It is extractive distillation (ED) condition that table 2 embodiment 1a 1b 1c 1d selects hydrogenation no: products benzene content % weight 66.5 66.1 66.1 66.1 toluene level ppm 65 65 65 65MCPDEN content ppm 120<1<1<1 bromine index mg Br that needs heat kJ/kg 996 984 988 963ED to use that needs heat kJ/kg 712 833 708 649 destilling towers of solvent/KW amount ratio kg/kg 2.3 2.7 2.3 2.0ED towers2The benzene product of/100g 3,000 330 330 330ED: benzene content % weight---each all>99.96---toluene level ppm 140 130 125 112MCPDEN content ppm 41<1<1<1 bromine index mg Br 2/ 100g 32 136 pickling chromatic numbers 7<1<1<1 muddy chromatic number<3<3<3<3
Value representation in table 2, for selecting hydrogenation, the bromine index of reformation cut drops to 330.In addition, select hydrogenation to reduce C 6-diene content is to the following concentration of its detectability.As an example, this tabular has gone out MCPDEN content, and it is reduced to<1ppm.Value for the benzene product of extractive distillation shows, in embodiment 1a, do not select hydrogenation, measure disadvantageous high bromine index and disadvantageous high pickling chromatic number, select hydrogenation and in embodiment 1b-1d, use, bromine index rests on<and 10, pickling chromatic number<1 is so the purified petroleum benzin of production has satisfied all requirements.Embodiment 1b-1d comparison shows that, even uses than being 2.0 o'clock at solvent/hydrocarbon (KW), still can produce the purified petroleum benzin that satisfies these required values.Using this lower ratio to mean in extractive distillation and distillation tower has higher productivity and lower unit to need heat with same Sopwith staff is very little.
Embodiment 2 (table 3)
For this embodiment, use the reformation cut that is equivalent to embodiment 1.For select hydrogenation use aluminum oxide as the palladium of carrier as catalyzer.In this example, select hydrogenation to relax than embodiment 1, to such an extent as to being hydrogenated into, only about 0.29% benzene is hexanaphthene.The bromine index of the product of the employed hydrogenation of extractive distillation is 1,730, and MCPDEN content is 4ppm.In all embodiment 2a-2d, extractive distillation all uses the N-N-formyl morpholine N-as selective solvent, and it is 50 that the theory of solvent tower is separated progression.

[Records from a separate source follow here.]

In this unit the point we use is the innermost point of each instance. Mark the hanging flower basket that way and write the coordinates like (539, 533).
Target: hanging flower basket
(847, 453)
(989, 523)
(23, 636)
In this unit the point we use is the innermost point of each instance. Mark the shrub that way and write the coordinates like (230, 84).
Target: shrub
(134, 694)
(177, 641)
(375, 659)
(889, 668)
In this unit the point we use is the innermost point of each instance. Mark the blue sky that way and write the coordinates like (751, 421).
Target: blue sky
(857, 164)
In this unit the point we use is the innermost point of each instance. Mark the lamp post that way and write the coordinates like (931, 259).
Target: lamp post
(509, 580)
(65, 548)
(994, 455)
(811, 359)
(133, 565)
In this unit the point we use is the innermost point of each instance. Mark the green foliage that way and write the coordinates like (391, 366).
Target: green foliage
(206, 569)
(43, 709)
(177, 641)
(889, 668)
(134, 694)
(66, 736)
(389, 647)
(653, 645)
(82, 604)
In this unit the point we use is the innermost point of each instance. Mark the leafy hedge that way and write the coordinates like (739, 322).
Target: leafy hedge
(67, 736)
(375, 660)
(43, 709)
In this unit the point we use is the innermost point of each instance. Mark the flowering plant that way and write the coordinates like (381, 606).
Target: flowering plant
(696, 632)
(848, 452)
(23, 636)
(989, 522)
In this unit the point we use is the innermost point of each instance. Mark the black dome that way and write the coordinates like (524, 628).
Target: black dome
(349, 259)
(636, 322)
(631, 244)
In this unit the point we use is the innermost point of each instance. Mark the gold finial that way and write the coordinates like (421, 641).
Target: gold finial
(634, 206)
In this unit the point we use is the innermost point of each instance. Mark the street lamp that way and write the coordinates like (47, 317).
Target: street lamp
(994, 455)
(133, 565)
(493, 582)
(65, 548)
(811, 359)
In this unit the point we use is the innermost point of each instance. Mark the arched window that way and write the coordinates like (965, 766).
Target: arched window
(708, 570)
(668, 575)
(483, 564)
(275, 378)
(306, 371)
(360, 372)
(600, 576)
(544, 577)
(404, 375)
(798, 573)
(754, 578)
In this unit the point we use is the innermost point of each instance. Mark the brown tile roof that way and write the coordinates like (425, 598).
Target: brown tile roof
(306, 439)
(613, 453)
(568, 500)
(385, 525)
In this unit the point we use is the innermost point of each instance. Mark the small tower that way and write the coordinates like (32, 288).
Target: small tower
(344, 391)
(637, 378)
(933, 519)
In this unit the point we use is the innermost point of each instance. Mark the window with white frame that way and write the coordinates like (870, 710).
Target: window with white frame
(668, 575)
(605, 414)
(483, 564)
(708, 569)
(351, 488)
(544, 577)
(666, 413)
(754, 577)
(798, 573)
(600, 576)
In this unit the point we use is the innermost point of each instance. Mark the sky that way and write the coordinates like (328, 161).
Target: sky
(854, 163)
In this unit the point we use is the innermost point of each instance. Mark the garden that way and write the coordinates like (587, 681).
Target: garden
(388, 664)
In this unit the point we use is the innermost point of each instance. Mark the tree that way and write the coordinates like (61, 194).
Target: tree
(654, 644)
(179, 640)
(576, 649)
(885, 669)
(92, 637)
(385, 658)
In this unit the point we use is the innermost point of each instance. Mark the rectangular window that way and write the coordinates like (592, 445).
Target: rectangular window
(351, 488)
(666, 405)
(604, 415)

Table 3: it is extractive distillation (ED) condition that embodiment 2a 2b 2c 2d selects hydrogenation no: the products benzene content % weight 70.3 70.1 70.1 70.1 toluene level ppm 101 93 93 93MCPDEN content ppm 135 444 bromine index mg Br that need heat kJ/kg 1,177 1,181 1168 1093ED to use that need heat kJ/kg 735 729 657 544 destilling towers of solvent/KW amount ratio kg/kg 2.7 2.7 2.4 2.0ED towers2The benzene product of/100g 3,260 1,730 1730 1730ED: benzene content % weight>99.96>99.96>99.96>99.96 toluene level ppm, 98 103 98 110MCPDEN content ppm, 56 232 bromine index mg Br 2The muddy chromatic number in/100g 43 8 18 56 pickling chromatic number 6<1<12<3<3<3<3
Numerical value in table 3 shows, compares with embodiment 1, and embodiment 2b-2d promptly reaches lower solvent/hydrocarbon (KW) than mitigation owing to the hydrogenation degree of depth is low and uses than 2.0, so do not obtain the bromine index and the pickling chromatic number value of satisfaction.But, embodiment 1 and 2 relatively, particularly about comparison shows that of embodiment 1b-2b, by adjusting hydroconversion condition or solvent/hydrocarbon (KW) usage ratio, this process can optimizing to conditions needed.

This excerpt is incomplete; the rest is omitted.